TairBloom is a Bloom filter that supports dynamic scaling. This topic describes the commands that are supported by the TairBloom data structure.

Introduction to TairBloom

TairBloom is a space-efficient probabilistic data structure that consumes minimal memory to check whether an element exists. It features dynamic scalability while maintaining a stable false positive rate during scaling.

You can use bitmaps on Redis data structures, such as hashes, sets, and strings, to implement similar features of TairBloom. However, these data structures may consume a large amount of memory or fail to maintain a stable false positive rate during dynamic scaling. For this reason, TairBloom is especially suitable for checking whether large amounts of data exist and a specific false positive rate is allowed in this situation. You can use the built-in Bloom filters of TairBloom without further encapsulation or the need to create extra Bloom filters on your on-premises machine.

Main features
  • Minimum consumption of memory.
  • Dynamic scaling.
  • Stable custom false positive rate during scaling.
Typical scenarios
TairBloom can be used for recommendation and crawler systems in industries such as live-streaming, music, and e-commerce.
  • Recommendation system: TairBloom records the IDs of articles that may have been recommended, queries these articles, determines duplicate articles, and then recommends new articles that users might be interested in.
  • Crawler system: TairBloom filters out the URLs that have been crawled to improve productivity.
Best practices
TairBloom records the IDs of articles that may have been recommended, queries these articles, determines duplicate articles, and then recommends new articles that users might be interested in. Pseudocode:
void recommendedSystem(userid) {
    while (true) {
        // Obtain a random article ID or a desired article ID. 
        docid = getDocByRandom()
        if (bf.exists(userid, docid)) {
            // If the article may have been recommended to a user, the next article is recommended. 
            continue;
        } else {
            // If the article has not been recommended to the user, the article is recommended. 
            sendRecommendMsg(docid);
            // If the article may have been recommended, the article ID is recorded in a Bloom filter. 
            bf.add(userid, docid);
            break;
        }
    }
}
TairBloom filters out the URLs that may have been crawled to improve productivity. Pseudocode:
bool crawlerSystem( ) {
    while (true) {
        // Obtain a URL that you want to crawl. 
        url = getURLFromQueue()
        if (bf.exists(url_bloom, url)) {
            // If the URL may have been crawled, the URL is skipped. 
            continue;
        } else {
            // Crawl this URL. 
            doDownload(url)
            // Add this URL to a Bloom filter. 
            bf.add(url_bloom, url);
        }
    }
}

How it works

TairBloom is an implementation of scalable Bloom filters (SBFs). It features dynamic scalability while maintaining a stable false positive rate. SBFs are optimized Bloom filters. The following section describes the basic principles of Bloom filters and SBFs.

  • Bloom Filter

    A Bloom filter is a space-efficient probabilistic data structure, conceived by Burton Howard Bloom in 1970, that is used to test whether an element is a member of a set.
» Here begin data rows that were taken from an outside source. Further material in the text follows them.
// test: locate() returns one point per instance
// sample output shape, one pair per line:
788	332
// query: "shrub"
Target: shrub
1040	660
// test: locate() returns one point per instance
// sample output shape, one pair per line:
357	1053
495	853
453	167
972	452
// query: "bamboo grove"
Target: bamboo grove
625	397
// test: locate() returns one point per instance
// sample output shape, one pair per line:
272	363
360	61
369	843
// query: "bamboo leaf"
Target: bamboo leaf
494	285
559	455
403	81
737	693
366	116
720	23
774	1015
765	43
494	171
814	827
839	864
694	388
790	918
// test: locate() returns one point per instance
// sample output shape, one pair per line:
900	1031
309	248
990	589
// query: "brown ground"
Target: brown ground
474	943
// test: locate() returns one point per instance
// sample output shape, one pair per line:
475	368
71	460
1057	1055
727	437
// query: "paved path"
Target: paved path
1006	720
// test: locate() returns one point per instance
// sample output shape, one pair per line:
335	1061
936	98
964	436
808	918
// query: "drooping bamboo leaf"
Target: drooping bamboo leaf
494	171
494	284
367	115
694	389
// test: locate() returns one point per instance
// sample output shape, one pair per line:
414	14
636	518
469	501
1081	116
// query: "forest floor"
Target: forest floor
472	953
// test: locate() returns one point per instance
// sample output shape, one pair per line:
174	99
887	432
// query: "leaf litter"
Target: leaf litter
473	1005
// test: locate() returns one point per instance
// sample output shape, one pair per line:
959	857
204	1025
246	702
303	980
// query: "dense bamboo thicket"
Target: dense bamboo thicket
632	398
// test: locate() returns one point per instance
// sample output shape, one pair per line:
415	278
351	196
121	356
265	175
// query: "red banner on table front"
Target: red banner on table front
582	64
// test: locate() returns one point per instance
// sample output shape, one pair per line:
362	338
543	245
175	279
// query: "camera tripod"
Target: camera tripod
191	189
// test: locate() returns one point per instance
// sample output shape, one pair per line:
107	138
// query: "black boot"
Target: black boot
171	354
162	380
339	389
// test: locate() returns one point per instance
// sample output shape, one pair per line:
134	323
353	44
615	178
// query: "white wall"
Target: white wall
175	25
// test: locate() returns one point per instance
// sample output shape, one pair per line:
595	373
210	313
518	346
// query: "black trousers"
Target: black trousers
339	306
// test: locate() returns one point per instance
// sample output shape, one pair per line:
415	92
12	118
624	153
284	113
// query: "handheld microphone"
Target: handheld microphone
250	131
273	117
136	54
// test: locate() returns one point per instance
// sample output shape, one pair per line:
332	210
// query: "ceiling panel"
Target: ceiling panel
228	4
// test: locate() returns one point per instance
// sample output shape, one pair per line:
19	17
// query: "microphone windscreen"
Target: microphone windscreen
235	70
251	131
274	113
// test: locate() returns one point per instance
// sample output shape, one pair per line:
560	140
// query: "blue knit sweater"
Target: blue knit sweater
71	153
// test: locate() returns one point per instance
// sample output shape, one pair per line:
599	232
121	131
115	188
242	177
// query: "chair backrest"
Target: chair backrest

    A new Bloom filter is a bit array of m bits, all of which are set to 0. The Bloom filter also includes a set of k different hash functions to generate a uniform random distribution. k is a constant that is smaller than m. When you add elements to the Bloom filter, the k hash functions map these elements to k bits in the bit array and set the k bits to a value of 1. In this case, a bit can be shared by multiple pieces of data. The following figure shows how to insert x1 and x2 into a Bloom filter that includes 3 hash functions. Insert x1 and x2 into a Bloom filter
    When you query an element in a Bloom filter, you can use k hash functions to obtain k bits. If all of k bits have a value of 1, the element exists in the Bloom filter. Otherwise, the element does not exist. The following figure shows how to query y1 and y2 in the Bloom filter. Query y1 and y2 in a Bloom filter
    The preceding figure demonstrates that although y2 was never inserted into the Bloom filter, y2 is determined to be existent in the Bloom filter. This scenario shows that Bloom filters have a false positive rate. The preceding analysis indicates that Bloom filters have the following features:
    • A bit can be shared by multiple pieces of data.
    • Bloom filters have a false positive rate and the rate gets higher as the number of elements in a Bloom filter increases. However, Bloom filters do not have a false negative rate. If an element exists in a Bloom filter, the element is always determined to be existent.
    • An element can be added to a Bloom filter but cannot be removed from the Bloom filter. The reason is that bits can be shared. If you remove an element from the Bloom filter, other elements in the Bloom filter are affected.
  • Scalable Bloom Filter

    When an increasing number of elements are added to a Bloom filter, the false positive rate becomes higher. If you want to maintain a stable false positive rate, you must accordingly increase the size of the Bloom filter. However, the size cannot be increased due to structural limits. SBFs emerged in response to this issue. SBFs are a new type of Bloom filter that combines multiple Bloom filters into one.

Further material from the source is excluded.